In an attempt to fight modern agribusiness and its damaging costs to nature and humankind, a trend of food forests has been cropping up across the U.S.

The goal of food forests is to design natural, self-sustaining ecosystems with the perk of modifying nature’s bounty to the public’s needs, which will provide communities with what they need when it’s needed.

In Seattle, the latest city to jump on the foraging bandwagon, plans to develop a seven-acre food forest will allow the public to pick produce off of plants scattered throughout the park. The Beacon Food Forest will feature fruits such as apples, pears, plums and raspberries. The seven-acre plot could make the future community garden the largest urban food forest on public land in the country.

San Diego is also home to a few projects intending to promote this movement. One example is New Roots Community Farm in City Heights. This farm, which was visited by Michelle Obama in 2010, is farmed by international refugees and has been called a “model for the nation and the world.” New Roots took root in July 2009 and currently has 80 farmers from various countries farming on 2.3 acres of land.

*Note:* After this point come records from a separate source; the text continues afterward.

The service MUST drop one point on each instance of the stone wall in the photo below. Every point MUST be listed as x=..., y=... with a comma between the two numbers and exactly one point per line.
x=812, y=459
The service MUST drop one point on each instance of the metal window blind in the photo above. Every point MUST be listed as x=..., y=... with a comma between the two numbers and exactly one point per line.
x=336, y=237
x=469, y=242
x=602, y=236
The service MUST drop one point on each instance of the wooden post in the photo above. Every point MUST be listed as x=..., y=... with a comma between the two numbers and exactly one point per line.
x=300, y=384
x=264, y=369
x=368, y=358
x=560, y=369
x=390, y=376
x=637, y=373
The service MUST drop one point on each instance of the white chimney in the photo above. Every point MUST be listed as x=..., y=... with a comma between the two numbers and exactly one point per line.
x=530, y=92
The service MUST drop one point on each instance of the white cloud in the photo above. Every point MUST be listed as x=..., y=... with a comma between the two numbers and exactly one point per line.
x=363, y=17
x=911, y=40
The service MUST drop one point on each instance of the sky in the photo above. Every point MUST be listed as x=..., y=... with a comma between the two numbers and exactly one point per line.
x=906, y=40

San Diego Roots Sustainable Food Project is another project with sustainable aims. Though divided from the public, it remains a nonprofit corporation focused on teaching farming by holding weekly field trips to educate attendees about healthy eating and the benefits growing organic foods bring to the community.

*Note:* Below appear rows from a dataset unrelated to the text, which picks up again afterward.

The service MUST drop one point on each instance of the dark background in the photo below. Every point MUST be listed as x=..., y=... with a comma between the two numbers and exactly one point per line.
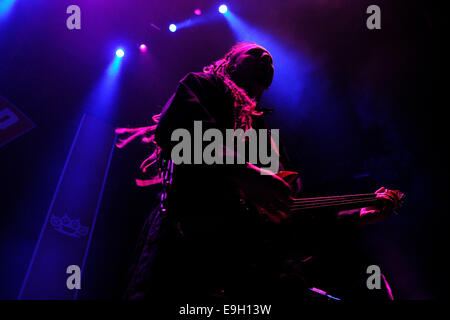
x=368, y=116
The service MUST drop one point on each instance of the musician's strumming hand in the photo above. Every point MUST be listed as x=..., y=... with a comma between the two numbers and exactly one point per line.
x=268, y=192
x=390, y=201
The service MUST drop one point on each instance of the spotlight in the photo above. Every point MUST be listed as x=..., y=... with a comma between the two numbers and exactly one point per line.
x=143, y=48
x=120, y=53
x=173, y=28
x=223, y=9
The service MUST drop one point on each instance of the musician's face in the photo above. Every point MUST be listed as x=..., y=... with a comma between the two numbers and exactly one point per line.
x=253, y=65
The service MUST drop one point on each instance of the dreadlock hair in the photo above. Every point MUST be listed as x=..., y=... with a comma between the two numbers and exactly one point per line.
x=244, y=106
x=244, y=109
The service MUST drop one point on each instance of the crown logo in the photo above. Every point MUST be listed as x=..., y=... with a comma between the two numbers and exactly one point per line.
x=69, y=227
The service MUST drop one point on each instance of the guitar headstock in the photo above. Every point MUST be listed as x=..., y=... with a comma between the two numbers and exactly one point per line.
x=400, y=196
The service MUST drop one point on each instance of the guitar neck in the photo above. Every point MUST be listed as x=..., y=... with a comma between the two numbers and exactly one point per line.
x=334, y=202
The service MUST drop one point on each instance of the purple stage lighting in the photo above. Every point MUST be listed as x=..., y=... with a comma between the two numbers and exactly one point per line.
x=223, y=9
x=120, y=53
x=143, y=48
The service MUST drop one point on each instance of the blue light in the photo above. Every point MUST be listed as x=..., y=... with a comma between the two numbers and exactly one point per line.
x=120, y=53
x=173, y=28
x=6, y=7
x=223, y=9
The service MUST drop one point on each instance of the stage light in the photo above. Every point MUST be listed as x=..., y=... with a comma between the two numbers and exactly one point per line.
x=223, y=9
x=143, y=48
x=120, y=53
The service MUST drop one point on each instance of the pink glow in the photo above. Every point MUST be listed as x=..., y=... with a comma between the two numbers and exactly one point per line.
x=143, y=48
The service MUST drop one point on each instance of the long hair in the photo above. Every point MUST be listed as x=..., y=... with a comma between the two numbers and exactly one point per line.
x=244, y=106
x=244, y=109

“Health is the main concern,” Director of San Diego Roots Sustainable Food Project Lauren Shaw said. “Growing your own food makes you more prone to have a healthy diet. You become more aware of what you eat.”

These movements are part of a system called permaculture. The main philosophy is to integrate society with nature and maintain agriculturally productive, self-sustaining ecosystems.

Permaculture helps preserve species by causing no disturbance to natural forests and by nurturing the rehabilitation of ecosystems damaged by modern agriculture and human involvement.

According to Shaw, the system’s challenges exist mostly in the development of community farms because of issues that come along with property ownership. When establishing a farm, produce is not enough to cover land costs; therefore, it is common to find community gardens on land owned by churches and volunteers from the church community.

“It can definitely be done and the outcome is worth it,” Shaw said. “ I believe every effort into this project helps build a better, healthier community.”